HEAD: where you are right now
HEAD represents your current position.
Usually:
HEAD→ branch → commit
This means:
- commits move the branch
- HEAD follows the branch
Detached HEAD explained
Detached HEAD means:
- HEAD points directly to a commit
- no branch points to that commit
You can:
- inspect files
- run builds
- experiment safely
But:
- new commits will be lost unless you create a branch
Detached HEAD is safe for inspection, not for long-term work.
The staging area (index)
The staging area is stored in .git/index.
It sits between working directory and repository.
The staging area decides:
- what goes into the next commit
- what stays out
This allows:
- partial commits
- clean commit history
- intentional changes
Only staged content is committed.
This is why git add exists.
The three Git areas (important)
Git always works with three areas:
-
Working directory
Files you edit. -
Staging area (index)
Files prepared for commit. -
Repository
Committed history.
Commands move data between these areas. Understanding this removes confusion.

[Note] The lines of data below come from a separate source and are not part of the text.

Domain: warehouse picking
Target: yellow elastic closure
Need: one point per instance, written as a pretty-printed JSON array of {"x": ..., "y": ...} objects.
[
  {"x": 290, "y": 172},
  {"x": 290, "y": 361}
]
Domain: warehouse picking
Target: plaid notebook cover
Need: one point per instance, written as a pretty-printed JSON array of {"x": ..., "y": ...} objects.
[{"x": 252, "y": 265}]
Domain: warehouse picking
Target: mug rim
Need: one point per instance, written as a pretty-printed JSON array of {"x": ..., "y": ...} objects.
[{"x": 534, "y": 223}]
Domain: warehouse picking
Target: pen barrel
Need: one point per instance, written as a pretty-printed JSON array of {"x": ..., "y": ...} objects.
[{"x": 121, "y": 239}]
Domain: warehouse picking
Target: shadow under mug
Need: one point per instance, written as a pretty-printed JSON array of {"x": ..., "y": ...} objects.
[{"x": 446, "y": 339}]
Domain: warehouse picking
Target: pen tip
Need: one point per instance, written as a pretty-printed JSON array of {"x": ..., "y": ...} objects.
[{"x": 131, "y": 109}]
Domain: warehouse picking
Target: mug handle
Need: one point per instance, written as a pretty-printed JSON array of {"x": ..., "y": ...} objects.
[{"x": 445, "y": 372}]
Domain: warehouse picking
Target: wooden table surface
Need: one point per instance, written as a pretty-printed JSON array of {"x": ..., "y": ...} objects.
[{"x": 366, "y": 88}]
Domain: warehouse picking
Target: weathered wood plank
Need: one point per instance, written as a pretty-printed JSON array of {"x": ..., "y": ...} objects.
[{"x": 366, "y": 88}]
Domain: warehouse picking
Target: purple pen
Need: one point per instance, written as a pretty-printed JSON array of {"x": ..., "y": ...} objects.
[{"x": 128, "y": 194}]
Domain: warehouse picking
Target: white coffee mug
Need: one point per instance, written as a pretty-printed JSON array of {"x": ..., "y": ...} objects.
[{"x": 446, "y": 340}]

What git commit really does
When you run git commit:
- Git reads the staging area
- Git creates blob objects if needed
- Git creates tree objects
- Git creates a commit object
- Git moves the branch pointer
Nothing is overwritten. Everything is additive.
Why rebase rewrites history
Rebase does not move commits. It creates new commits.
During rebase:
- original commits are abandoned
- new commits are created with new hashes
- branch pointer moves to new commits
Old commits still exist temporarily, but become unreachable.
This is why rebasing shared branches is dangerous.
Why merge is safe
A merge commit has multiple parents.
This records:
- both histories
- where they joined
Nothing is rewritten. No commit hashes change.
Merge preserves reality. Rebase rewrites the story.
Why Git can recover lost commits
Git does not immediately delete objects.
Unreachable commits remain until:
- garbage collection runs
- retention period expires
This is why:
git reflogcan recover mistakes- accidental resets are often reversible
Git prefers safety over cleanup.
Why Git is fast
Git is fast because:
- operations are local
- objects are content-addressed
- history is immutable
Most commands never touch the network.
This is why Git scales well.
Why internals matter
Understanding internals helps you:
- predict Git behavior
- choose merge vs rebase correctly
- recover from mistakes calmly
- stop guessing
Git is not complex. It is strict.
Once the model is clear, Git becomes boring — and that is good.